We will include the above discussion in the revision.

I understand you're space-constrained, but seeing as Section 4.2 reflects most of the paper's algorithmic novelty, I would have liked to have seen a more detailed description of that algorithm in the main body of the paper in place of the algorithm described in Section 3.

Thank you for your suggestion. We will allocate more space for Section 4.2 and provide a detailed description of our agnostic learner in the revision to better highlight our algorithmic contributions.

We thank the reviewer for the constructive comments and provide our detailed responses below.

The authors would benefit from reallocating space from the extensive Preliminaries section to provide a more detailed explanation of Algorithm 2 and its different components.

Thank you for your suggestion, we will elaborate on the details of Algorithm 2 to better explain it in Section 3 in the revision.

don’t you have to re-initialize the SOA algorithm after every lazy update?

We do not reinitialize the SOA. During the update, every $S_{i}^{s+1}$ is obtained by appending an example to some $S_{j}^s$ (as seen in line 7 of Algorithm 1). Hence, $SOA(S_{i}^{s+1})$ can be seen as feeding a new example to $SOA(S_{j}^s)$ rather than reinitializing it.

the shared randomness across lazy updates could introduce correlations between historical predictions and current outputs, potentially creating exploitable patterns for adversaries.

We believe this sentence and its subsequent description in this review is a misunderstanding, possibly caused by our (overly) concise writing due to the page limit. We present more technical details in Appendix B. We are confident that there is no mistake in our derivation.

While correlations exist between historical predictions and current outputs, they do not compromise the correctness of our algorithm.

The correctness of our algorithm is based solely on the fact that a constant fraction of the sequences ($S_1^s,\dots,S_{N_s}^s$) remain consistent with the input (Lemma B.1). We prove this through concentration bounds only over the permutation $\pi$ and label $\bar{y}_i$ in the update (Algorithm 1). Since they are generated during the update and are independent of any prior randomness, the correctness can be directly established.

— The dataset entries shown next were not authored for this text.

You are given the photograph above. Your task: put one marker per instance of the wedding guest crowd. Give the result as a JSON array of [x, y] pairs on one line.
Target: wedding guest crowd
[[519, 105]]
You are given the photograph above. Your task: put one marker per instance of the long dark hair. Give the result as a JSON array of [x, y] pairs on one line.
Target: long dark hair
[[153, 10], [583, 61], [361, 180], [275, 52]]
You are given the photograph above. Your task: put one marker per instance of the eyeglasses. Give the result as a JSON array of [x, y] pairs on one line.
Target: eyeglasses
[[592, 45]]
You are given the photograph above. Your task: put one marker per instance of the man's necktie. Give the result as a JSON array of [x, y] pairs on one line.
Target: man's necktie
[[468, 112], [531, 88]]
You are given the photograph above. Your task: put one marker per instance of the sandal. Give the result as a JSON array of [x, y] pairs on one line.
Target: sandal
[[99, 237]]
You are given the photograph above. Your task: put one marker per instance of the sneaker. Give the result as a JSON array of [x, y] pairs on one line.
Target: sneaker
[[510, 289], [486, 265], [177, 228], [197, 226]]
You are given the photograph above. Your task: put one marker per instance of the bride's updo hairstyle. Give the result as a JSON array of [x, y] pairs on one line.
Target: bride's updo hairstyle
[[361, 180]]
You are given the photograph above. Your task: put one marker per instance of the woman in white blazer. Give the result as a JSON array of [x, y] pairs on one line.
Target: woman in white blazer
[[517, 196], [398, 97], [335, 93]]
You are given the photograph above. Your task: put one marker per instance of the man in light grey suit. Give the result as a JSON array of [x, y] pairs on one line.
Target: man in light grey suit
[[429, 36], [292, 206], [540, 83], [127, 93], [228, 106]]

We emphasize that shared randomness is crucial for achieving a small mistake bound -- without it, the only way to ensure privacy is by advanced composition (as in the work of Golowich and Livni (2021) ), which results in a $\sqrt{T}$ mistake bound. The primary challenge in private online learning is how to effectively leverage shared randomness to mitigate privacy cost while achieving a small mistake bound.

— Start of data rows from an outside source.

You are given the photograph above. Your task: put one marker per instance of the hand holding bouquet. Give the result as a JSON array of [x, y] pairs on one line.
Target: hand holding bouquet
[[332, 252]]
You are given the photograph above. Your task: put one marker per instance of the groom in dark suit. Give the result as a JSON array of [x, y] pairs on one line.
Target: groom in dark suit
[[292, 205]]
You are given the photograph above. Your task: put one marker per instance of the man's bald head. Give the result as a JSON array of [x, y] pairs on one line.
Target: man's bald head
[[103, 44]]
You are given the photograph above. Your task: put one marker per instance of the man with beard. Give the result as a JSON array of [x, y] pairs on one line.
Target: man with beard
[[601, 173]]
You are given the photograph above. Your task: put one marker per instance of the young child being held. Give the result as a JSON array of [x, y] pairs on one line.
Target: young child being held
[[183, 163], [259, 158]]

the privacy analysis extends beyond straightforward composition arguments and involves more nuanced considerations.

The privacy analysis remains straightforward considering the following three facts:

1. the AboveThreshold mechanism is private against an adaptive adversary.
2. the PrivateHistogram is private and non-sequential (thus also private against an adaptive adversary).
3. the composition theorem holds for an adaptive adversary.

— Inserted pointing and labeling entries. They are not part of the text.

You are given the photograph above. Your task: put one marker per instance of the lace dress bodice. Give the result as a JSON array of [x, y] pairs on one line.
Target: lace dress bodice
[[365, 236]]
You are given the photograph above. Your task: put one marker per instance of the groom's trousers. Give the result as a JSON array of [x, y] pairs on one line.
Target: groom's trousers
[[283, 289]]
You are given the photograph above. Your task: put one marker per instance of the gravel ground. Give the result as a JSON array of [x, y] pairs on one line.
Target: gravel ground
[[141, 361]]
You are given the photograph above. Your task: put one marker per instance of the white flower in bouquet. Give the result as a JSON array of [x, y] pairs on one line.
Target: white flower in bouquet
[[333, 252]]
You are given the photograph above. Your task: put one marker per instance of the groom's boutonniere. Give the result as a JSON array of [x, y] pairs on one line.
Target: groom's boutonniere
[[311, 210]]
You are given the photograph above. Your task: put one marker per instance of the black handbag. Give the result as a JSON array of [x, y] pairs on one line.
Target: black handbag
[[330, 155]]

Consequently, the entire algorithm is private against an adaptive adversary. Note that the randomness involved in the update is only for utility purpose and does not affect the privacy analysis.

We thank the reviewer for the constructive comments and provide our detailed responses below.

they give a summary of the online learning of Golowich and Livni and explain why it is insufficient for achieving the desired $O(\log T)$ mistake bounds, but I don’t know how helpful this summary would be for those who are not already familiar with the algorithm.

We include a description of Golowich and Livni's algorithm because our work builds upon their framework (specifically, constructing tournament examples). A detailed explanation will help clarify how and why our algorithm works against an adaptive adversary. We will revise the presentation to enhance accessibility for non-experts.

It would be good to have a theorem statement in Section 3 with the parameters necessary for privacy and the stated mistake bounds specified.

Thank you for your suggestion. We will include a formal theorem stating the privacy/utility guarantee of our algorithm and the choice of parameter $N_0$.

Some minor notes/typos:

Thank you for identifying the typos. We will correct them in the revision.